Adaptation and mitigation are two responses to climate change.
Adaptation refers to actions we take to avoid the negative consequences of hotter, dryer, more extreme climate.
Mitigation refers to efforts to reduce or prevent greenhouse gas emissions and is a response to the causes of climate change.
Local farmers who have taken up "regenerative agricultural" or "holistic" practices may simply be adopting practices that are better suited to Australia. But rising temperatures and prolonged drought may mean more farmers take up these practices as effective ways to adapt to the changing climate.
In Armidale, we want sun to pour into our homes through north facing windows in winter, but not in summer.
Extending roof eaves is a way to adapt to the earlier heat we have been experiencing in spring, by cutting out direct sunlight from the north earlier as the sun moves higher in the sky.
Locally, switching from a wood heater to a reverse cycle heat pump helps mitigate climate change, particularly if the electricity needed is generated from renewable energy.

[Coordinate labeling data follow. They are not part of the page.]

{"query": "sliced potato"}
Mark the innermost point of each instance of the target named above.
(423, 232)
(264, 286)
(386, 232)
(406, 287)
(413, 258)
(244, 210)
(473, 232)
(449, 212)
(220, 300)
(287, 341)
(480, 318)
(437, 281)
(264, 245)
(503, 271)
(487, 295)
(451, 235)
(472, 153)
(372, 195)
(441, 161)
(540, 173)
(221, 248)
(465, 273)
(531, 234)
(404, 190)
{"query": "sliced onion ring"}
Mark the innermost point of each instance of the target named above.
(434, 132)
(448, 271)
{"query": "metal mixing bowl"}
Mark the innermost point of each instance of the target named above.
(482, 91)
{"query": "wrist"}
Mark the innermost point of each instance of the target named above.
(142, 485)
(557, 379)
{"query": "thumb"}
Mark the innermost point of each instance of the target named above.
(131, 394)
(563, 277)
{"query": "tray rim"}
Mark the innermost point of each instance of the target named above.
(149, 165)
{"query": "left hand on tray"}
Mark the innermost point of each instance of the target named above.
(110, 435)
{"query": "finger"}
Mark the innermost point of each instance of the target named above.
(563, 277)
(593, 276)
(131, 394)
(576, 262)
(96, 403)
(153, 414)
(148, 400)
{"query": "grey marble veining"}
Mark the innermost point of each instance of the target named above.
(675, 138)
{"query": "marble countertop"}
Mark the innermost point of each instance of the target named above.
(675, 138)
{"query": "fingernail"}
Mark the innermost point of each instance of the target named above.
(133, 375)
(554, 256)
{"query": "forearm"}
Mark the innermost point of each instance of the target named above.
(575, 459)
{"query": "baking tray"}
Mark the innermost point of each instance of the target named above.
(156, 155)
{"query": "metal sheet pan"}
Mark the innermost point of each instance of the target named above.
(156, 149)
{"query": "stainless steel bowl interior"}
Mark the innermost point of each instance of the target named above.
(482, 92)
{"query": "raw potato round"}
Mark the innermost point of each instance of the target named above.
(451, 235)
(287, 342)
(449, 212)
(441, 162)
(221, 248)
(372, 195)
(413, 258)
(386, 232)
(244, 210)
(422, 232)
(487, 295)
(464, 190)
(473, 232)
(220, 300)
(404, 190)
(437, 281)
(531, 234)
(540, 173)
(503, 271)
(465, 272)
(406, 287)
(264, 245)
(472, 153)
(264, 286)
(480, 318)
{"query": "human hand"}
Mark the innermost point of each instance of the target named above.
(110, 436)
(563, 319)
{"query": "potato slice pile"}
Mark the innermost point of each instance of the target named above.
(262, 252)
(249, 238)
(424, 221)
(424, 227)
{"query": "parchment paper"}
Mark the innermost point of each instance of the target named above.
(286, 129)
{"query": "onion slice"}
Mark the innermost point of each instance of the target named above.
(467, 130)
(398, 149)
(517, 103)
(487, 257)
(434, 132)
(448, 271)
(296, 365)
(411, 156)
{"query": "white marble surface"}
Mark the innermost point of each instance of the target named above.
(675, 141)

Not burning wood mitigates climate change in two ways, first by retaining the carbon stored in the wood and second by not releasing potent greenhouse gas emissions such as methane and nitrous oxide.
If the transition slows tree cutting and clearing, that is another benefit by retaining carbon stored in the trees but also supporting biodiversity.

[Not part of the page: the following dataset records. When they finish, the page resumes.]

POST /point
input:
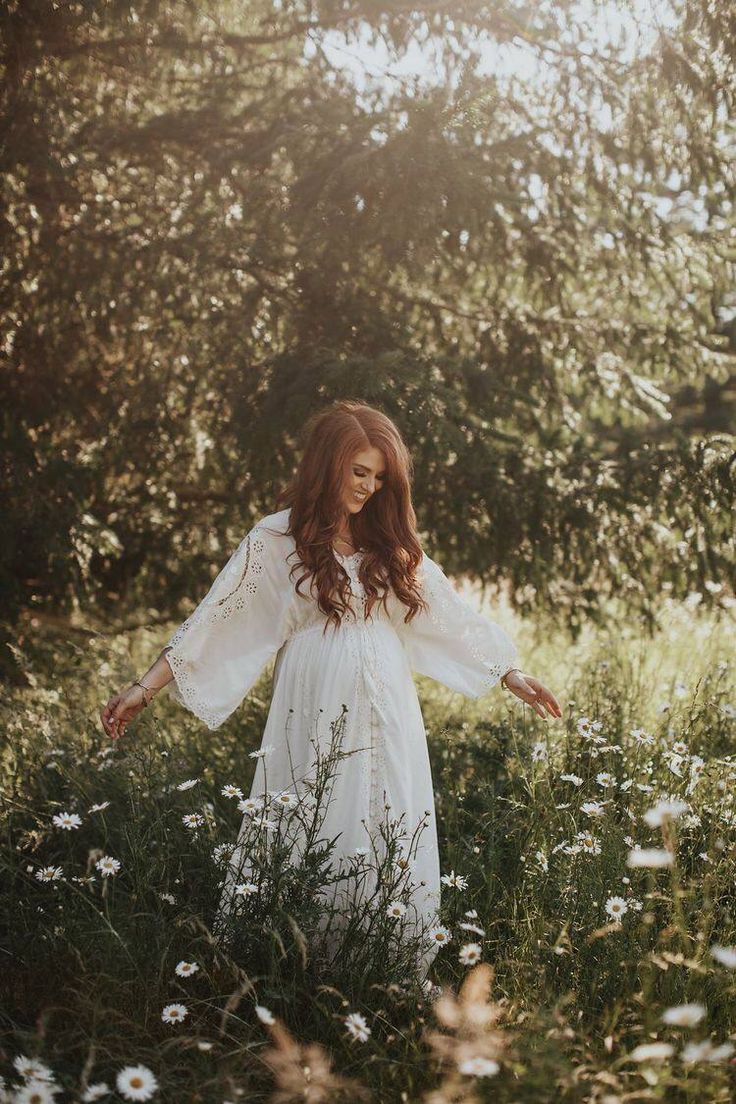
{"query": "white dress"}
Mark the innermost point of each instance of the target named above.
(361, 671)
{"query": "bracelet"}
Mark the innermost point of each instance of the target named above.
(503, 679)
(150, 690)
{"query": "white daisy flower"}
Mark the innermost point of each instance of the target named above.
(439, 934)
(356, 1027)
(616, 908)
(136, 1083)
(174, 1014)
(185, 969)
(478, 1067)
(724, 955)
(684, 1016)
(245, 889)
(95, 1091)
(66, 820)
(50, 874)
(108, 866)
(458, 881)
(192, 819)
(470, 953)
(649, 857)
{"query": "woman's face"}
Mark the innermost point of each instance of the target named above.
(366, 477)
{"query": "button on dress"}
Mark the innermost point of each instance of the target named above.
(359, 675)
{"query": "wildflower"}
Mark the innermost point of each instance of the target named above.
(649, 857)
(262, 752)
(724, 955)
(66, 820)
(136, 1083)
(470, 954)
(684, 1016)
(192, 819)
(478, 1067)
(439, 934)
(705, 1051)
(50, 874)
(108, 866)
(174, 1014)
(245, 889)
(616, 908)
(356, 1027)
(95, 1091)
(185, 969)
(651, 1051)
(664, 811)
(456, 880)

City to Soil is a local mitigation project. By composting food waste and recycling it into good soil rather than sending it to landfill, we significantly lower methane emissions.

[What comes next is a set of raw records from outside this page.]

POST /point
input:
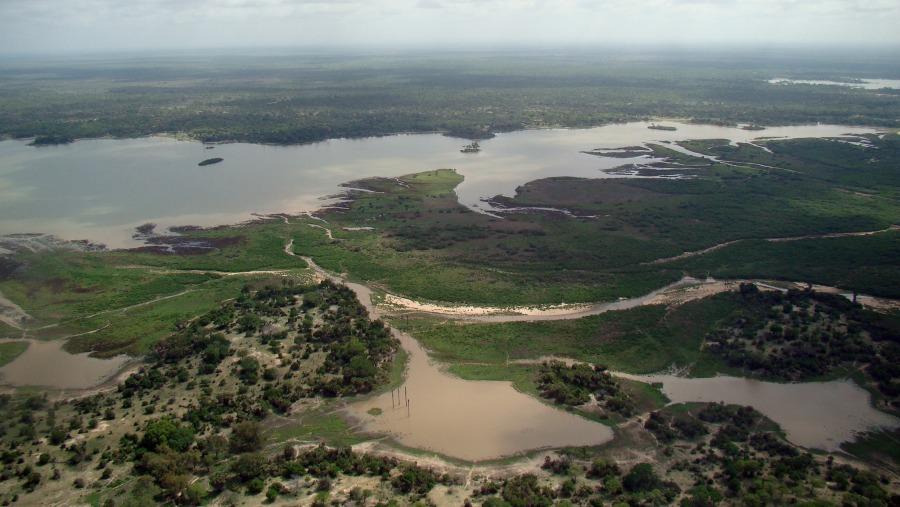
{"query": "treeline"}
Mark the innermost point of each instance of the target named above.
(801, 334)
(288, 102)
(577, 384)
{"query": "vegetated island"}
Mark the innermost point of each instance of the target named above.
(250, 354)
(51, 140)
(473, 147)
(211, 161)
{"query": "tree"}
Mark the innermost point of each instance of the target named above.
(246, 437)
(169, 433)
(641, 478)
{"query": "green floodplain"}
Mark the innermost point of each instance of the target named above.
(248, 359)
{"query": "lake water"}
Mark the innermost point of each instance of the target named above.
(100, 190)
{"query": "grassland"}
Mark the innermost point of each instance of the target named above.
(795, 211)
(296, 98)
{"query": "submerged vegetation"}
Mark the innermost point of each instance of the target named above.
(249, 356)
(301, 98)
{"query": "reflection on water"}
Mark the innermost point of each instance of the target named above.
(818, 415)
(44, 363)
(101, 189)
(470, 420)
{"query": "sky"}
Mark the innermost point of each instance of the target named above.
(58, 26)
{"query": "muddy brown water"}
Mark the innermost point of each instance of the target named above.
(46, 364)
(817, 415)
(470, 420)
(102, 189)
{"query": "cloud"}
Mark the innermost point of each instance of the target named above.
(124, 24)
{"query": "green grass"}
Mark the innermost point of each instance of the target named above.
(9, 351)
(323, 426)
(641, 340)
(882, 447)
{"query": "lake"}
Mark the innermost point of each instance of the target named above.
(100, 190)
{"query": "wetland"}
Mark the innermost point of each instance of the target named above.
(393, 321)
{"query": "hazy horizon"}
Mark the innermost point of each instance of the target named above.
(88, 26)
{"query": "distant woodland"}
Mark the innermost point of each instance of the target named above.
(300, 97)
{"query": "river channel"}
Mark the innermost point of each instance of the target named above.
(100, 190)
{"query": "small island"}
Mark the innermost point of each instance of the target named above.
(471, 148)
(51, 140)
(211, 161)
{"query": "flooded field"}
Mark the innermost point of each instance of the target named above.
(807, 412)
(46, 364)
(470, 420)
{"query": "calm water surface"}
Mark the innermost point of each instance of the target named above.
(45, 363)
(471, 420)
(818, 415)
(101, 190)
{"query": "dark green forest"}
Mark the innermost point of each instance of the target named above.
(299, 97)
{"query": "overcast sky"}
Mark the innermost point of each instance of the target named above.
(90, 25)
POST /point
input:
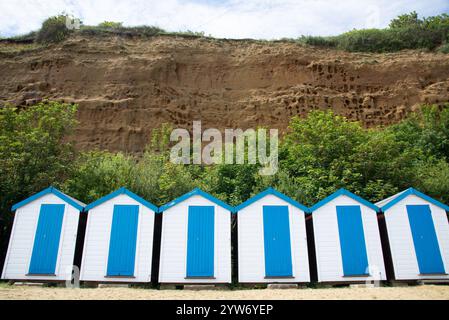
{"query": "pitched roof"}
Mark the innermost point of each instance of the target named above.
(120, 191)
(391, 201)
(72, 201)
(194, 192)
(347, 193)
(275, 193)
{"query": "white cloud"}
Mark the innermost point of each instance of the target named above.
(266, 19)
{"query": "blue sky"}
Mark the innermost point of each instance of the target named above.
(260, 19)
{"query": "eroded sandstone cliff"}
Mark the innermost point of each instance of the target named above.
(126, 87)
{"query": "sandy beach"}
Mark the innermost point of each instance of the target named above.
(431, 292)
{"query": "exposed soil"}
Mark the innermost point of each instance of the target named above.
(127, 86)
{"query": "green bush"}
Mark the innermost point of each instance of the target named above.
(405, 32)
(110, 24)
(318, 41)
(444, 48)
(53, 30)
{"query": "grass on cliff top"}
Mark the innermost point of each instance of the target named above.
(407, 31)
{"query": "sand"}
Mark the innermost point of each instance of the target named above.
(431, 292)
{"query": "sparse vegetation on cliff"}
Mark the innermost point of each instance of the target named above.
(407, 31)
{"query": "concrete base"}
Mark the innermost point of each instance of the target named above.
(436, 281)
(200, 287)
(112, 285)
(28, 284)
(282, 286)
(399, 284)
(362, 285)
(167, 287)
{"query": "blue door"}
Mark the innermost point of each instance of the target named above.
(200, 241)
(425, 239)
(122, 245)
(46, 240)
(276, 226)
(352, 241)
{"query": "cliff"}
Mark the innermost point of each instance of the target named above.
(125, 87)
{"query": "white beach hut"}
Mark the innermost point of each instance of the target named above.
(272, 240)
(43, 237)
(347, 239)
(417, 235)
(118, 243)
(195, 240)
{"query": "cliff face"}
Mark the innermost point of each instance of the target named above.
(127, 87)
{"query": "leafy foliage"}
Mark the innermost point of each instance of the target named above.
(34, 153)
(53, 30)
(319, 154)
(110, 24)
(405, 32)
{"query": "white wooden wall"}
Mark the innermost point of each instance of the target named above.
(173, 259)
(96, 242)
(251, 253)
(403, 253)
(327, 242)
(20, 248)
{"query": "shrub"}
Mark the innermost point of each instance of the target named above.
(328, 42)
(405, 32)
(53, 30)
(111, 24)
(444, 48)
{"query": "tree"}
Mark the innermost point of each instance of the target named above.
(406, 20)
(53, 30)
(34, 153)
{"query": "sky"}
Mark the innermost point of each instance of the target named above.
(258, 19)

By composting food waste and recycling it into good soil rather than sending it to landfill, we significantly lower methane emissions.
In some parts of the world, as wood becomes scarce, a person might adapt by switching to a solar cooker. That, in turn, means less greenhouse gas emissions, hence mitigation.
Reducing meat consumption, halting land clearing, reforestation, walking and biking instead of using a car, pulling curtains on winter nights are all local actions that will help adapt to and mitigate climate change.
The book, Drawdown by Paul Hawken, and the film 2040 by Damon Gameau, go a step further by recognising we also need to find ways to withdraw greenhouse gases from the atmosphere.
Increasing carbon in our soils, planting more trees, and developing ocean farming are some of the many effective ways to draw down carbon from the atmosphere, thus lowering the blanket of greenhouse that are reflecting heat back onto the earth.